Covalently bonded layer-by-layer assembly of multifunctional thin films based on activated esters.

We demonstrate that chemically stable, multifunctional polymer thin films can be obtained using the layer-by-layer (LbL) deposition based on covalent bonds between adsorbing chains. Poly(pentafluorophenyl-4-vinylbenzoate) (P1) or poly(pentafluorophenylacrylate) (P2) polymers were assembled with poly(allyl amine) (PAAm) to yield LbL multilayer films through amide bond formation by the reaction between activated esters of P1 or P2 and amine groups in PAAm, which was quantitatively monitored by Fourier transform infrared spectroscopy (FT-IR). It was found that the difference in the solubility of P1 and P2 against ethanol, which was used as the solvent for PAAm, during the LbL deposition yields different reaction conversion for the activated esters in either P1 or P2: the reaction conversion of P2 is higher than the conversion with P1. In addition, free (or unreacted) activated esters and amine groups remaining in the PAAm/P1 LbL film were further utilized for the incorporation of multiple functional materials (5-((2-aminoethyl)amino)naphthalene-1-sulfonic acid (EDANS) and Rhodamine B dyes in the present case) by post-treatments in order to further tailor the film properties.
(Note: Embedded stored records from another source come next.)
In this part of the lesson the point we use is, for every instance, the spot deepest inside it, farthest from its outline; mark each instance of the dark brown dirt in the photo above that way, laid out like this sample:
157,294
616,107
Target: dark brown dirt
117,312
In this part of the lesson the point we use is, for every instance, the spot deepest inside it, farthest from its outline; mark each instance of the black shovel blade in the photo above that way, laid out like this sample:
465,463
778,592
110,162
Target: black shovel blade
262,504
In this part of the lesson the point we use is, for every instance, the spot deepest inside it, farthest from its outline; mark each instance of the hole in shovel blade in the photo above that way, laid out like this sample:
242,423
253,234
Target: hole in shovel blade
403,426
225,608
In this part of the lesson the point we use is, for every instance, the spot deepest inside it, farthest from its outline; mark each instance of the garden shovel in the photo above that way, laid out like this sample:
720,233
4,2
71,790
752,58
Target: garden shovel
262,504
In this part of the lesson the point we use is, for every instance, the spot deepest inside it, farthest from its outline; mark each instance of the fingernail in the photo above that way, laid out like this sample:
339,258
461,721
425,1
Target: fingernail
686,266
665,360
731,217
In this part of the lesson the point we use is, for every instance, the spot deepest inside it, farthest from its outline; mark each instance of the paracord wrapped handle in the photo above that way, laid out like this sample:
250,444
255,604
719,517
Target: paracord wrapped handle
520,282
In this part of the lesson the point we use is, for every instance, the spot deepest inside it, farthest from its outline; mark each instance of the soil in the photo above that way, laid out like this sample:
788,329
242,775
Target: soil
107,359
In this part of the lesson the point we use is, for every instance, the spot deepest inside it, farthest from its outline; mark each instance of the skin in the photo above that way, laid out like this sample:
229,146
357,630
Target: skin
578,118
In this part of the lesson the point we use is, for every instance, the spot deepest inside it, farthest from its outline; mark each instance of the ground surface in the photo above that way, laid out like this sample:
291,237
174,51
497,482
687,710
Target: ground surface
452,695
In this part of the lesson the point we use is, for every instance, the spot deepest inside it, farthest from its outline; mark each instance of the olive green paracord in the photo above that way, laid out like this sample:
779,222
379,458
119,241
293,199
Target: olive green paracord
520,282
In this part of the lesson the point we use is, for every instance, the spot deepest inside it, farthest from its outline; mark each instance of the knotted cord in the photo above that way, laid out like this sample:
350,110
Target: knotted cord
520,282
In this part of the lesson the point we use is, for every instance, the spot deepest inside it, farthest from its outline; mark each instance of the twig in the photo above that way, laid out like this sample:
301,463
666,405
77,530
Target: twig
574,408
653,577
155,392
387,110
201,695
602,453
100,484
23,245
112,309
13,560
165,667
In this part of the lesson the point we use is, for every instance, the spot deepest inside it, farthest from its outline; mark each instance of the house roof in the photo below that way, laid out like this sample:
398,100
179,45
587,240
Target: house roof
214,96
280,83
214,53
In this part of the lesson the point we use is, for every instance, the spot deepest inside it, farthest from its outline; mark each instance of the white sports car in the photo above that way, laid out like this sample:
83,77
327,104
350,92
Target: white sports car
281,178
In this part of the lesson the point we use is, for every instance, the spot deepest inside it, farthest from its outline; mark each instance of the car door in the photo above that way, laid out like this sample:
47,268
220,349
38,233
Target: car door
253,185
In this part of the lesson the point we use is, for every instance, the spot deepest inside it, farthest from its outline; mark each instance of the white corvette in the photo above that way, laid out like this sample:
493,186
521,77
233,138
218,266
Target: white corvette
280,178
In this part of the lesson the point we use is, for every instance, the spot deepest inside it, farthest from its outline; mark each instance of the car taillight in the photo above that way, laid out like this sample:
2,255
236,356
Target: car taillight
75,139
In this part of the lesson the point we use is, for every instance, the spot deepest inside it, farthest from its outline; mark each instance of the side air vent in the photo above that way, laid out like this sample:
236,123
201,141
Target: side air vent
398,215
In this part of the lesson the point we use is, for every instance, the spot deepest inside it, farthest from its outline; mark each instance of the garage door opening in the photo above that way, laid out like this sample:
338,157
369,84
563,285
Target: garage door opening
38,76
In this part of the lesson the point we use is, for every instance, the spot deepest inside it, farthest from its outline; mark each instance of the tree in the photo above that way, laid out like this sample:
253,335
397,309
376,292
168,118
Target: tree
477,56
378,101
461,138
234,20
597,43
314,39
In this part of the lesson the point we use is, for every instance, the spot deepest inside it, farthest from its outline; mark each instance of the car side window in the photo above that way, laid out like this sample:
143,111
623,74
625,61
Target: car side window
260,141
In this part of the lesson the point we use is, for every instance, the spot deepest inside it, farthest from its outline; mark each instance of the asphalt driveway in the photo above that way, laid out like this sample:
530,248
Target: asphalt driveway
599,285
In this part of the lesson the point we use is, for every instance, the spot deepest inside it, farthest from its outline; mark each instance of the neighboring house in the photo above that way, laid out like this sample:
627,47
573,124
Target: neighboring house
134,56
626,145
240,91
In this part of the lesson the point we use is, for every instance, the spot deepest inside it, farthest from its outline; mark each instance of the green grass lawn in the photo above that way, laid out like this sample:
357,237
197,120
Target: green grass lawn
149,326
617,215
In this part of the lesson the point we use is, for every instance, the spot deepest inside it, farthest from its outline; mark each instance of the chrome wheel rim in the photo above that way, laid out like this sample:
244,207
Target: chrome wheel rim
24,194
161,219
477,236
It was also demonstrated that the surface functional groups (activated esters) in the LbL films can also be utilized for surface patterning with one functional material, followed by functionalization with a second functional material during the post-treatment throughout the whole film. Finally, the PAAm/P1 and PAAm/P2 LbL films were shown to be quite stable in the extreme pH range, and free-standing films can easily be obtained by the treatment of the films with mild acidic conditions. The versatility of incorporating multiple functional materials into a single multilayer film as well as the excellent physicochemical stability of the covalently bonded multilayer free-standing films proves to be quite useful to design flexible and multifunctional thin film structures for many chemical and biological applications.